Epson Home Cinema 8350 Projector Highlights
- Essentially an improved Home Cinema 8100, at a lower price, with better blacks
- Improved out of the box picture quality
- Very Bright "brightest" mode
- Very good black level performance for its price
- Upgraded LCD panels (for those better blacks) D7 C2Fine panels
- Excellent placement flexibility
- Very low cost of operation
- Lacks CFI (motion smoothing) a nice feature, but not found in this price range
- Very good value proposition (it's worth the price)
- Street price under $1300
Specs for Epson Home Cinema 8350
MSRP: $1999, MAP (est. street price) $1299
Native Resolution: 1080p (1920x1080)
Brightness: Manufacturer claim: 2000 lumens
Measured Brightness: "best mode": 467 lumens, "brightest" 1378 lumens
Zoom Lens ratio: 2.1:1 Manual zoom and focus
Lens shift: Vertical and Horizontal
Lamp life: up to 4000 hours at full power, up to 4000 hours in eco mode
Weight: 16.5 lbs. (7.4 Kg)
Warranty: 2 Year Parts and Labor, with 2 year replacement program
View full specifications: Epson Home Cinema 8350
Epson Home Cinema 8350 Special Features
Black Level Performance - C2Fine LCD Panels
Epson gave the 8350 the newer LCD panels. These are the panels that originally went into the UB series. This is the first time Epson has put them in the entry level 1080p projector in their lineup. These panels are dark in their native state, whereas older panels are almost clear until voltage is applied, and then get dark, with these, they are dark until "opened".
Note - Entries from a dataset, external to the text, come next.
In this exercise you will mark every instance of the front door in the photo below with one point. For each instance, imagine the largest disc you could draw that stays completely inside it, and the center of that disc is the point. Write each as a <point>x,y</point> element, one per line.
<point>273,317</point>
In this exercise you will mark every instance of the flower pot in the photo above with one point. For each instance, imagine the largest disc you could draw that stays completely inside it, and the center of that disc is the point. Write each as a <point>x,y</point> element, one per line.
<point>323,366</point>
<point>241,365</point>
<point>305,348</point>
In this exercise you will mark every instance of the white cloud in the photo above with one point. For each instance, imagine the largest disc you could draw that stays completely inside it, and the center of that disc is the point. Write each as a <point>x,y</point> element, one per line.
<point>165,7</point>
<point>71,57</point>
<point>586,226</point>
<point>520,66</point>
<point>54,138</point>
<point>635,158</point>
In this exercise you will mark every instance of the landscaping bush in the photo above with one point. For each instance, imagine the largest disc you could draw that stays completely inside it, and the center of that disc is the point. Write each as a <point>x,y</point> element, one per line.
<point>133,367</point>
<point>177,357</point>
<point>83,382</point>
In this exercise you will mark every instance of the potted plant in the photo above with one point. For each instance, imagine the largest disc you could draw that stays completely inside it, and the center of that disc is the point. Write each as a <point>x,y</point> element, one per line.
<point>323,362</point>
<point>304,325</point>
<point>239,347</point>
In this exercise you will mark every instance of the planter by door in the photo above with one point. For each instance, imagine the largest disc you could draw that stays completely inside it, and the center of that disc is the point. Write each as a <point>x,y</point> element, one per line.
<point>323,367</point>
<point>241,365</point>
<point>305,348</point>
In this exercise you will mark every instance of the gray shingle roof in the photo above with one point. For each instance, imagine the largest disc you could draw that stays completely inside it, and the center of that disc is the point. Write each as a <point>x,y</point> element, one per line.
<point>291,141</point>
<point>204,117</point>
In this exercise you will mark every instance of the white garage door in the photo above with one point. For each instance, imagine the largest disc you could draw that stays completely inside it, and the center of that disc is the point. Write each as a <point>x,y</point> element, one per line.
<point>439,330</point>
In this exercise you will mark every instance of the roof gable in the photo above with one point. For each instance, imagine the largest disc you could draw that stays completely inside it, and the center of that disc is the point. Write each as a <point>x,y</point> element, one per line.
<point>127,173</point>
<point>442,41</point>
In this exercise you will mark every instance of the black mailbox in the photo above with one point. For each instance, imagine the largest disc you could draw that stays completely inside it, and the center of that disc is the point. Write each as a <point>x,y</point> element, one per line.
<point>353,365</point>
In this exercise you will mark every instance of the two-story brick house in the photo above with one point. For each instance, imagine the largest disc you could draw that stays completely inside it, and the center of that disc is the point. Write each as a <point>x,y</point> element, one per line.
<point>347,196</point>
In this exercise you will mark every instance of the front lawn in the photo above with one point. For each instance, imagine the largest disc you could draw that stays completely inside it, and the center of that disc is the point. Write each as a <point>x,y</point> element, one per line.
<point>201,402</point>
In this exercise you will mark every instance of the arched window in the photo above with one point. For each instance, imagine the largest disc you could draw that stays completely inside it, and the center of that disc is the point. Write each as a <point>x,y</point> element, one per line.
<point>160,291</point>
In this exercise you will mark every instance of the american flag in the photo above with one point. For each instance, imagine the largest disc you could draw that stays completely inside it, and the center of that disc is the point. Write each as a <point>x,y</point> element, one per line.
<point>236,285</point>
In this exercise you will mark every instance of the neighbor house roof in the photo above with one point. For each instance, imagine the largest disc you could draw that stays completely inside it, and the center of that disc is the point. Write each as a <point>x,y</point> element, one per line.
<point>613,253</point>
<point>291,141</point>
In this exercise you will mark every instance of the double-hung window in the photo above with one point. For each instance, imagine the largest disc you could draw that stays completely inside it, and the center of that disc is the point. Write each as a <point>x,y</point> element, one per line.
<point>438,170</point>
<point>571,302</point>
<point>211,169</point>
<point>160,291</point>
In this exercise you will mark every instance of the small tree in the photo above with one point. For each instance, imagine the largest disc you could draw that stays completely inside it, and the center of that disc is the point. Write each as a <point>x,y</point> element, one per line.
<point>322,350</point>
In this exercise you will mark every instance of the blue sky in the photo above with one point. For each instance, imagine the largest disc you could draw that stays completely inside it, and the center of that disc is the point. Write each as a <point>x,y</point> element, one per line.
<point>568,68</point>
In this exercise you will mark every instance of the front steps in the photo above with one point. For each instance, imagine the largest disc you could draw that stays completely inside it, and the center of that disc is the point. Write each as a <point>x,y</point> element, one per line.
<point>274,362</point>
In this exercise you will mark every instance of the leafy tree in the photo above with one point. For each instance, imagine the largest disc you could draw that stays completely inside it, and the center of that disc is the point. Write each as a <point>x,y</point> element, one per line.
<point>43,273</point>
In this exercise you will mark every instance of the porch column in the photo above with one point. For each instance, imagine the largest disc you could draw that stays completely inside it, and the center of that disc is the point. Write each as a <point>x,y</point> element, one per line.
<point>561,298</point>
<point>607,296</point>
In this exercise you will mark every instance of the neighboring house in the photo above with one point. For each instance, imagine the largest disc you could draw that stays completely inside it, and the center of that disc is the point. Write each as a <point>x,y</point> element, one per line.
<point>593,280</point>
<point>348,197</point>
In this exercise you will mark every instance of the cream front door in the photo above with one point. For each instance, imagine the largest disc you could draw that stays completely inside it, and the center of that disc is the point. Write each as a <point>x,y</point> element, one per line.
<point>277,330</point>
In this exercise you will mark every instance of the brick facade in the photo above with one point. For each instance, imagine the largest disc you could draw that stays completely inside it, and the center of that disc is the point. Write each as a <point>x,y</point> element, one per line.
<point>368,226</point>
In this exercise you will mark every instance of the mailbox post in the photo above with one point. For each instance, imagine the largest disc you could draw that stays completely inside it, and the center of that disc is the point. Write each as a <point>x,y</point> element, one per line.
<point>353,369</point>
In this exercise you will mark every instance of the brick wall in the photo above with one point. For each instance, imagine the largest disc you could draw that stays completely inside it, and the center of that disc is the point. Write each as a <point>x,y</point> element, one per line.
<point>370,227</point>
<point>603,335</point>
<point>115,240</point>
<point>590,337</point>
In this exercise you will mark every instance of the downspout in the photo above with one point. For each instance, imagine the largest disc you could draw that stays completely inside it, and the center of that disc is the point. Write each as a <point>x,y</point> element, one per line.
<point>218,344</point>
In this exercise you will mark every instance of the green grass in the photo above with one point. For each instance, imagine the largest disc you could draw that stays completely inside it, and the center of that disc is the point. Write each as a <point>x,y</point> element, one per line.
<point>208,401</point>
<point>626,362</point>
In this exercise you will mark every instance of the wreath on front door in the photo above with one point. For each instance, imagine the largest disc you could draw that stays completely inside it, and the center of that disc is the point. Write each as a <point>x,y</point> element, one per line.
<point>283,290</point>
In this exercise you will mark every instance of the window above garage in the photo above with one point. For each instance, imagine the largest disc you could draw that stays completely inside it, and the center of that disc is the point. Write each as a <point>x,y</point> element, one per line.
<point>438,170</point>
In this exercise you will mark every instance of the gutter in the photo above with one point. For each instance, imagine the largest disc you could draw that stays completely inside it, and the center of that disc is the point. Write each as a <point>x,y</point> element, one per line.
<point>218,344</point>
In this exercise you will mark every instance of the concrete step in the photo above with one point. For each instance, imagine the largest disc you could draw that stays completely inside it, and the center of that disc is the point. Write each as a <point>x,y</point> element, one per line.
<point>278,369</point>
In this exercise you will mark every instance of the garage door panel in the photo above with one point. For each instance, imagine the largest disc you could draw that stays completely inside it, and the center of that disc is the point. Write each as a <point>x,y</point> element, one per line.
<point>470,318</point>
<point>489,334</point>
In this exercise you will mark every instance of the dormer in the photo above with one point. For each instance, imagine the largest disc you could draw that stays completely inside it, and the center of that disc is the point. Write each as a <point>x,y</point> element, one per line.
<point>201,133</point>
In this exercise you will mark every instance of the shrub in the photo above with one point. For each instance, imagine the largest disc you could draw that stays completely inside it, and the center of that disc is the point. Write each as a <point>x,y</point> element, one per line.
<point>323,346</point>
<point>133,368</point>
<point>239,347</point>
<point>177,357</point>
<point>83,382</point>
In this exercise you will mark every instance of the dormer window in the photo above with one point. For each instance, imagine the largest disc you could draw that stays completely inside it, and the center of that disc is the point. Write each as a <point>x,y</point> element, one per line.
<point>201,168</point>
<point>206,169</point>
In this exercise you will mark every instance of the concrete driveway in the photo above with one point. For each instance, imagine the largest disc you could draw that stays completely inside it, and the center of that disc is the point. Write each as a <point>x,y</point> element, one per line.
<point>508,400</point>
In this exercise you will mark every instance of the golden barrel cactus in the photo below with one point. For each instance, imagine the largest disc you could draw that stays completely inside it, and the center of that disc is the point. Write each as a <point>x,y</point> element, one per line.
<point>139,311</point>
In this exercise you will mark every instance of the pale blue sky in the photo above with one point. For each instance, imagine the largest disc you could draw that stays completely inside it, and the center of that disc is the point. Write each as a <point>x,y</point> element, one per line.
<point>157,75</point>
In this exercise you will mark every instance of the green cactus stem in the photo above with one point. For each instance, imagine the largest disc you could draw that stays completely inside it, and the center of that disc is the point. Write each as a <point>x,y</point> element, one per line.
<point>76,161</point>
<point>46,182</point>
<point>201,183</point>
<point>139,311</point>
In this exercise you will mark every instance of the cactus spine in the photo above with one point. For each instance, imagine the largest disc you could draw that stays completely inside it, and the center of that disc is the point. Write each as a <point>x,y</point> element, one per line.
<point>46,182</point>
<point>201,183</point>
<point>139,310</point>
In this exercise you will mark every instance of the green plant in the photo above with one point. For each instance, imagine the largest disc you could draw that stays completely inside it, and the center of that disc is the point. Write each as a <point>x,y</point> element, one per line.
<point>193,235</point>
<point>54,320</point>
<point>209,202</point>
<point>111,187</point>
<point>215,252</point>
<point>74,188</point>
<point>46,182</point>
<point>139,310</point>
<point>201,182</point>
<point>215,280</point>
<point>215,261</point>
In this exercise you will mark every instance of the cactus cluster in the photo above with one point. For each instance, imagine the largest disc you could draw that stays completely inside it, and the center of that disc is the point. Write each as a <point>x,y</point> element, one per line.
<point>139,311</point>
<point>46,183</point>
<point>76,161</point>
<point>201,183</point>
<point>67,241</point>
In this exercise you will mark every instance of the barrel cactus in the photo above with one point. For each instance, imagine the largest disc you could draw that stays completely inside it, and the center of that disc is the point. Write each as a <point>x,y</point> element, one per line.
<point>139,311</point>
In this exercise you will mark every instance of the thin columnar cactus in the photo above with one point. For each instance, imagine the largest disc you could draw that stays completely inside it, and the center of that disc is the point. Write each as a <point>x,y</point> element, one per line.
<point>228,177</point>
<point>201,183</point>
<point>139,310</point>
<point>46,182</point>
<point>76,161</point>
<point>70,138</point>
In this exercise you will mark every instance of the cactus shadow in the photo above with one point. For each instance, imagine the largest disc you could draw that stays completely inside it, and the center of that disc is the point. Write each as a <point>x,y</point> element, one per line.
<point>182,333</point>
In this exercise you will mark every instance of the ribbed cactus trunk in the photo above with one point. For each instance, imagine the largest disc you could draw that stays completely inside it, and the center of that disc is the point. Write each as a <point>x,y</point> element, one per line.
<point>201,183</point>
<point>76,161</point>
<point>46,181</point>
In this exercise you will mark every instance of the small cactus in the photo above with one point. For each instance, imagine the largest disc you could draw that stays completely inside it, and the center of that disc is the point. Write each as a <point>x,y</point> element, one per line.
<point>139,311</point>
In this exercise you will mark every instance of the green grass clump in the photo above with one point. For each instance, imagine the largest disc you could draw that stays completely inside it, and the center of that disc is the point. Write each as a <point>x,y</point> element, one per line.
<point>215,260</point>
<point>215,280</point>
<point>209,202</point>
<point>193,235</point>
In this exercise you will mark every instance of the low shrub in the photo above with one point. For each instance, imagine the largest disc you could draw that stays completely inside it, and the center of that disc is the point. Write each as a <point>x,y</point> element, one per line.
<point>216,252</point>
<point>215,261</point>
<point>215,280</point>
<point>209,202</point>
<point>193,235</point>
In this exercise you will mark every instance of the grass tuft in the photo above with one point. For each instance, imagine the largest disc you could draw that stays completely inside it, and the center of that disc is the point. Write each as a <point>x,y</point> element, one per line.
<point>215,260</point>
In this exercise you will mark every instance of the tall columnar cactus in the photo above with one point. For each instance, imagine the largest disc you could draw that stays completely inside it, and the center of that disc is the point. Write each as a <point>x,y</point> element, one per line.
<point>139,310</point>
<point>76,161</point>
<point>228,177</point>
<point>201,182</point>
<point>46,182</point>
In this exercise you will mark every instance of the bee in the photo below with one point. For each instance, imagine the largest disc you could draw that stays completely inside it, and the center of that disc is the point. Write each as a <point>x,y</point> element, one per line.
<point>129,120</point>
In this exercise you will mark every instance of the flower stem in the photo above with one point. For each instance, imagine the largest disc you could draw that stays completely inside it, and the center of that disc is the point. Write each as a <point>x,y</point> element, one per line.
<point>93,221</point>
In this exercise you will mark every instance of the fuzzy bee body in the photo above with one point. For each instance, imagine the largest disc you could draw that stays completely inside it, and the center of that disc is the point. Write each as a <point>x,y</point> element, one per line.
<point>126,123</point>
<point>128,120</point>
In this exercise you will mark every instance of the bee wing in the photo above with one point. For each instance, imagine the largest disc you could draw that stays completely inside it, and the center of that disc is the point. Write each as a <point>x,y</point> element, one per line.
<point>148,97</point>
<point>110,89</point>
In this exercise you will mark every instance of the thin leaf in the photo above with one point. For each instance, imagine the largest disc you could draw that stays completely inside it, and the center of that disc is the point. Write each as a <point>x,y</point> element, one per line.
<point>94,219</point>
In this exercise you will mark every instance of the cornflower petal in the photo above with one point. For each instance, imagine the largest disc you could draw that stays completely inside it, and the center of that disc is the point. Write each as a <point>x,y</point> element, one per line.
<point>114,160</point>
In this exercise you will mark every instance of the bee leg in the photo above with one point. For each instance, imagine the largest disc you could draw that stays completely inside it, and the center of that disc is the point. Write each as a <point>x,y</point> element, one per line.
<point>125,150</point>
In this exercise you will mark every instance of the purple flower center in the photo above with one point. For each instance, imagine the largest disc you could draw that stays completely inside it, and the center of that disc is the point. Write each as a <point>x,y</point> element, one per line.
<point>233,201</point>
There is more going on, however in the more expensive UB projectors, especially as related to black level performance. As such, this Epson has improved black level performance, in part thanks to these panels, but still can't touch the almost double the price 8700UB.
Home Cinema 8350 Lamp Life
Lamp life isn't a fun spec, but it is fun knowing that your projector gets more life out of a lamp - costs you less - than pretty much any other projectors out there... Epson claims 4000 hours regardless of standard or eco mode. Epson manufacturers its own lamps which they call E-TORL. The combination of the Epson lamp, and inherent advantage of LCD vs single chip DLP projectors also makes the Epson more eco friendly that most projectors, but especially the DLP models. The Epson with a 200 watt lamp, delivers brightness normally only obtainable in comparable DLP projectors with 250 to 300 watt lamps.
Most lamps are rated 2000 hours at full power, and 3000 in low, or "eco-mode" power. That's been getting longer over the last couple of years, but 2000 hours is still the most common at full power. The Epson's claimed life is almost double that of most of its competitors.
2.1:1 Zoom Lens
Same old Fujinon 2.1:1 zoom lens that Epson's been using for 3 generations. This lens has more range than any competitor, although there are a number of projectors (Panasonic, JVC mostly) with 2:1 zooms, which come very close. Bottom line is you get maximum front to back flexibility, short of having interchangeable lenses. In addition the Epson has extensive lens shift for height placement flexibility.
As with all lenses with this much zoom range, there's a big difference in brightness. The mounted at its furthest from a screen, it's only about as bright as mounting at the closest point in its range. (We do our measurements with the lens at the mid-point.)